Il primo è il sistema scolastico. Sul quale dico poco, perché chi mi conosce sa quanto io sia deluso e preoccupato per come in Italia la scuola davvero non funzioni, e ancor più perché non vi siano reali prospettive di miglioramento, almeno in tempi brevi. Dico solo che un sistema scolastico che consente a un insegnante di lavorare senza nulla sapere di disturbi dell’apprendimento o, peggio, senza essere in grado di applicare strumenti e misure che la legge — una legge nata quasi quattordici anni fa, non ieri… — assicura agli studenti certificati, non è un sistema scolastico degno di un Paese civile come in teoria l’Italia è.

Il secondo è il sistema giudiziario. Perché, in questioni delicate come quelle che riguardano ragazzi in difficoltà — certificati per DSA o con qualunque altra difficoltà, non importa — i cui diritti vengono riconosciuti poco o per niente dalla scuola, la legge dovrebbe garantire una tutela gratuita o almeno a basso costo, così che le famiglie abbiano la possibilità di ricorrere in giudizio. E poi ci dovrebbe essere la certezza che sempre, in caso di accoglimento del ricorso, la Regione (o meglio la scuola) venga condannata al pagamento delle spese legali. Se non è stata in grado di garantire a un suo studente i diritti che gli spettano, sia almeno costretta a sollevarlo dallo spendere, appunto, migliaia di euro.

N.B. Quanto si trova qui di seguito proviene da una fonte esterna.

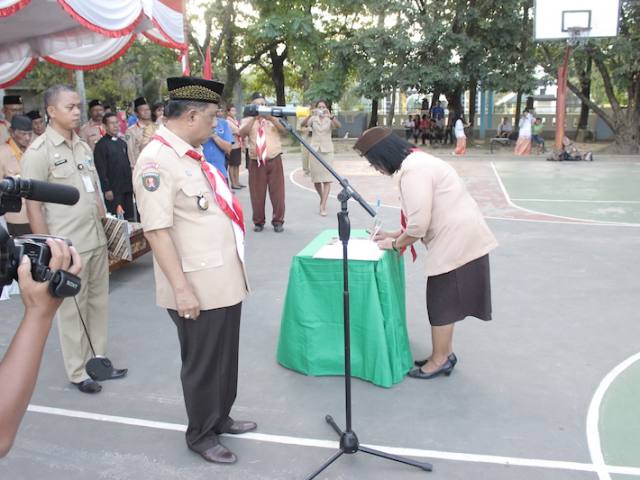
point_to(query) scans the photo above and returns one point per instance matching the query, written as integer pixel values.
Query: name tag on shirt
(88, 184)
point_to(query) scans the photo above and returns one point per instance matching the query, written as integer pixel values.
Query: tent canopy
(81, 34)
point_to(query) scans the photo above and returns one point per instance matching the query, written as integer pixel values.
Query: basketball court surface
(548, 390)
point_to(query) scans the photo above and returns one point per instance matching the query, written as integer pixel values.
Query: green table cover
(312, 332)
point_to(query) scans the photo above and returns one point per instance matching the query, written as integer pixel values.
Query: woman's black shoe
(445, 369)
(422, 363)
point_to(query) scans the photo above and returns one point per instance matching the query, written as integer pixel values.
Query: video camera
(12, 249)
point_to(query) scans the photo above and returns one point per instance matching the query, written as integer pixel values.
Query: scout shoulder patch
(150, 177)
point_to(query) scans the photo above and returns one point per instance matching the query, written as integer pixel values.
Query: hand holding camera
(37, 295)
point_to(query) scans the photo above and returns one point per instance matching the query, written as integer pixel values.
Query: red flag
(207, 72)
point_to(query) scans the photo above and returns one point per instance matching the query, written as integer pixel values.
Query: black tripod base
(349, 444)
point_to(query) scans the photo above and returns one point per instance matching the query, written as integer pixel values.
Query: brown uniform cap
(371, 137)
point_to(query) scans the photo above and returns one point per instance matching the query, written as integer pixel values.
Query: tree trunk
(473, 98)
(373, 121)
(516, 123)
(277, 73)
(585, 88)
(392, 109)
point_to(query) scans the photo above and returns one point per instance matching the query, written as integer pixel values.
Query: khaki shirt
(274, 145)
(91, 132)
(321, 133)
(4, 131)
(168, 184)
(137, 137)
(9, 167)
(442, 213)
(52, 158)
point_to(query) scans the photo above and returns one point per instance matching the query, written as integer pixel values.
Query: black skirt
(460, 293)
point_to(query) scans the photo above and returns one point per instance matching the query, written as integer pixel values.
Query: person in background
(438, 211)
(11, 153)
(505, 128)
(140, 133)
(157, 113)
(219, 144)
(461, 138)
(37, 123)
(59, 155)
(265, 166)
(21, 362)
(112, 162)
(235, 156)
(11, 105)
(93, 130)
(536, 135)
(523, 145)
(321, 122)
(408, 127)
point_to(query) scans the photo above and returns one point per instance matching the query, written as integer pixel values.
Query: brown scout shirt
(274, 145)
(442, 213)
(9, 167)
(168, 185)
(52, 158)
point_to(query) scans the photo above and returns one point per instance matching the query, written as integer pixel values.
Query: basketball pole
(561, 98)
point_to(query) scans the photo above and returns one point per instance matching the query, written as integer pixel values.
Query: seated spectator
(505, 128)
(536, 135)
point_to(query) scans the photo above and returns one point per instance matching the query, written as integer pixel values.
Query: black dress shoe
(89, 386)
(422, 363)
(445, 369)
(218, 454)
(238, 427)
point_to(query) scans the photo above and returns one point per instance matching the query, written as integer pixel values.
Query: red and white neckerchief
(261, 142)
(226, 200)
(403, 225)
(235, 123)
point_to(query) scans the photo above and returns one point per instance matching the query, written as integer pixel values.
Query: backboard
(560, 19)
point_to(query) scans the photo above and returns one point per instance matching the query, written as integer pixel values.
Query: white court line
(581, 220)
(317, 443)
(530, 220)
(593, 417)
(557, 200)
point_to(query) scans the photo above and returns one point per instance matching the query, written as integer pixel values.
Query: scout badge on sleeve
(150, 177)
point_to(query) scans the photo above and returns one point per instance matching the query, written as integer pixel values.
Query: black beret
(21, 122)
(33, 114)
(139, 101)
(194, 89)
(12, 100)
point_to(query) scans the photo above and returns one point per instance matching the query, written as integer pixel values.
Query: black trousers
(209, 375)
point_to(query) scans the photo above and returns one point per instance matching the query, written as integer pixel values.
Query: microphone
(39, 191)
(287, 111)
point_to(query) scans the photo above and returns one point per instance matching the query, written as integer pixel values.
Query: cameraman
(19, 367)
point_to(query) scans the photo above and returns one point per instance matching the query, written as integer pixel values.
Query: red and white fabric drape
(82, 34)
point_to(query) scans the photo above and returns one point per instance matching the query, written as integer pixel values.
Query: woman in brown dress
(438, 211)
(321, 122)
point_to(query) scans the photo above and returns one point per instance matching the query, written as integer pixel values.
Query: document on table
(358, 249)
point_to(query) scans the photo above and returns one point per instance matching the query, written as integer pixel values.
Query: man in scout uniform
(11, 105)
(10, 158)
(265, 165)
(59, 156)
(93, 130)
(195, 227)
(139, 134)
(37, 123)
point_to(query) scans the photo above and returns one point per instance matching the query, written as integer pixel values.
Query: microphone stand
(349, 442)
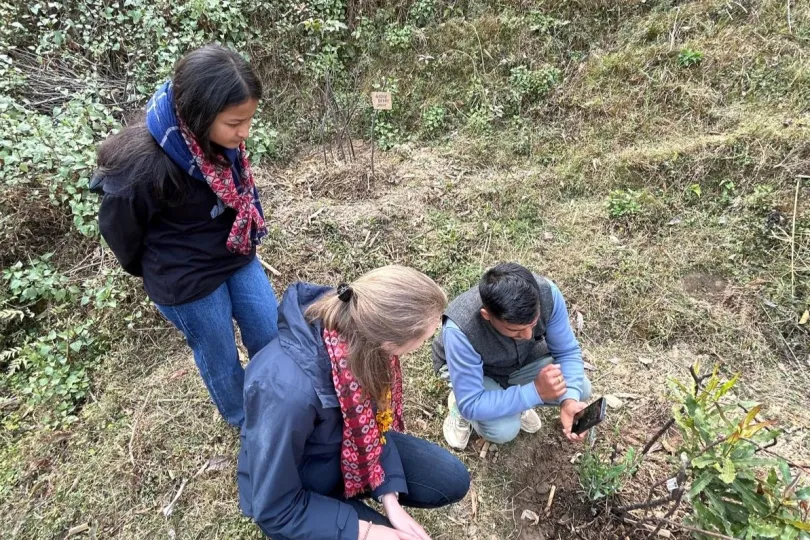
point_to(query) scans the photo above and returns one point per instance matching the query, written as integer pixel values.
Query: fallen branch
(135, 429)
(658, 435)
(639, 521)
(169, 508)
(550, 499)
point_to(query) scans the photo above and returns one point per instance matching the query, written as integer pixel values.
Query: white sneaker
(530, 421)
(456, 429)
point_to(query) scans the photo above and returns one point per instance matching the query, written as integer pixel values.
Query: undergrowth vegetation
(651, 156)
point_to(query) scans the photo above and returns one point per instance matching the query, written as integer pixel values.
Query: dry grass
(709, 277)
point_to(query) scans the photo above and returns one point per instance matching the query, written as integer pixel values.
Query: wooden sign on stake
(380, 101)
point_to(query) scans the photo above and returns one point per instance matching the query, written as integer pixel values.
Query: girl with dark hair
(323, 415)
(180, 209)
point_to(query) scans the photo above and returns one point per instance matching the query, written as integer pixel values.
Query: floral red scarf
(248, 226)
(363, 429)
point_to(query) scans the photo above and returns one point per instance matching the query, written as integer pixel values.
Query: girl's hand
(401, 520)
(379, 532)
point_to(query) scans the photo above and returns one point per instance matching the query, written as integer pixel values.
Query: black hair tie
(345, 292)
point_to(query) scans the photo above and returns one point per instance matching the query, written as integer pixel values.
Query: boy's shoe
(530, 421)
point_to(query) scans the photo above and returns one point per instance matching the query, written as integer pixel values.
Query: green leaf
(784, 470)
(749, 497)
(700, 483)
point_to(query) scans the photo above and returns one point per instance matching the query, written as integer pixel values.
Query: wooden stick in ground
(135, 429)
(484, 450)
(657, 436)
(550, 500)
(373, 118)
(676, 524)
(270, 268)
(793, 227)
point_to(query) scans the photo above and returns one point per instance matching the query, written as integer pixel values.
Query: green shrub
(53, 370)
(689, 57)
(541, 23)
(433, 120)
(532, 84)
(625, 202)
(398, 37)
(602, 477)
(736, 489)
(37, 281)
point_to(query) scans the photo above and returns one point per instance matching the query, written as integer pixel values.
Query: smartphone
(589, 416)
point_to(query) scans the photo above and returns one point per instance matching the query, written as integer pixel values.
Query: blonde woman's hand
(380, 532)
(401, 520)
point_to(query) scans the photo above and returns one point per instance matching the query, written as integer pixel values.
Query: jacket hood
(303, 340)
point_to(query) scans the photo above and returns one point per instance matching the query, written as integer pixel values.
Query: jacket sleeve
(394, 472)
(122, 221)
(564, 347)
(278, 421)
(466, 368)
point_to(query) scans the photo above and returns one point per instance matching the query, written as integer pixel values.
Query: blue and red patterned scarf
(363, 427)
(234, 187)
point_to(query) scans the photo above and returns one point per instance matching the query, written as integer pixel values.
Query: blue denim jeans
(248, 297)
(434, 476)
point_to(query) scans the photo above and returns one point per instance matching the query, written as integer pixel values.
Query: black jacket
(178, 249)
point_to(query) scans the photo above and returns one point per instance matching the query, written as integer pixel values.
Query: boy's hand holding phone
(550, 383)
(568, 409)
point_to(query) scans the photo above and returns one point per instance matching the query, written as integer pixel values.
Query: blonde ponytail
(392, 304)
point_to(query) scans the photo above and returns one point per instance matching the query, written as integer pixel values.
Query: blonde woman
(323, 414)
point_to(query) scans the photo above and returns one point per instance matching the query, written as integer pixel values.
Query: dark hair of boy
(509, 292)
(206, 82)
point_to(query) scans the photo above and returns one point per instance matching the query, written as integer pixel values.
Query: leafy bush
(37, 281)
(398, 37)
(433, 120)
(736, 490)
(625, 202)
(532, 84)
(422, 13)
(53, 371)
(689, 57)
(541, 23)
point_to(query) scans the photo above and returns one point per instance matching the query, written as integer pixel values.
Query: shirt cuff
(531, 398)
(392, 484)
(571, 393)
(351, 531)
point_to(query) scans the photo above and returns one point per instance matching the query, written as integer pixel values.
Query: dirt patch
(706, 286)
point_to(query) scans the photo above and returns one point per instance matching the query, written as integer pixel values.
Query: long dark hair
(206, 81)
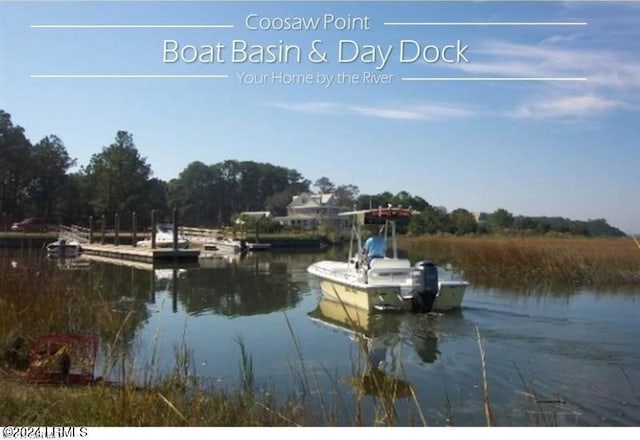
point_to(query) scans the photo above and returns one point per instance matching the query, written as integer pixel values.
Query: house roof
(311, 200)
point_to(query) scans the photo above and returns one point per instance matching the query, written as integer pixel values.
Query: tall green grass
(36, 299)
(515, 260)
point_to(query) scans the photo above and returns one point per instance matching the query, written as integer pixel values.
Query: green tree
(119, 179)
(500, 220)
(50, 163)
(14, 167)
(463, 221)
(324, 185)
(194, 193)
(347, 195)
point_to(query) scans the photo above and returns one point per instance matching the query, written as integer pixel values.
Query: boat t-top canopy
(378, 215)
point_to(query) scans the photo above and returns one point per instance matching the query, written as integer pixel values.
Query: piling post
(116, 227)
(153, 229)
(103, 220)
(174, 219)
(134, 228)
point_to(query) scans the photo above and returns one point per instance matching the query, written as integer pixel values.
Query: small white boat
(225, 245)
(389, 283)
(164, 238)
(252, 246)
(62, 248)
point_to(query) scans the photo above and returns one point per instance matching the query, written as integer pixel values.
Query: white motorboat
(389, 283)
(62, 248)
(223, 244)
(164, 238)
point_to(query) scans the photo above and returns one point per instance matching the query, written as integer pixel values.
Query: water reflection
(382, 338)
(230, 285)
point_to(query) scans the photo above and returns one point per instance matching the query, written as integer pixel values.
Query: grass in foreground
(499, 260)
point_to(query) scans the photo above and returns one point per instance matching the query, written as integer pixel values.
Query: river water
(568, 357)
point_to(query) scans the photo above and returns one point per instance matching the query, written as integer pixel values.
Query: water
(568, 357)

Ha ragione l’Associazione Italiana Dislessia, quando afferma che c’è ancora tanto lavoro da fare affinché l’inclusione non resti solo una bella parola ma diventi una realtà anche in Italia. Tanto lavoro sia sul fronte scuola che sul fronte normativa, entrambi ancora poco adeguati a tutelare, davvero, i ragazzi con disturbi dell’apprendimento.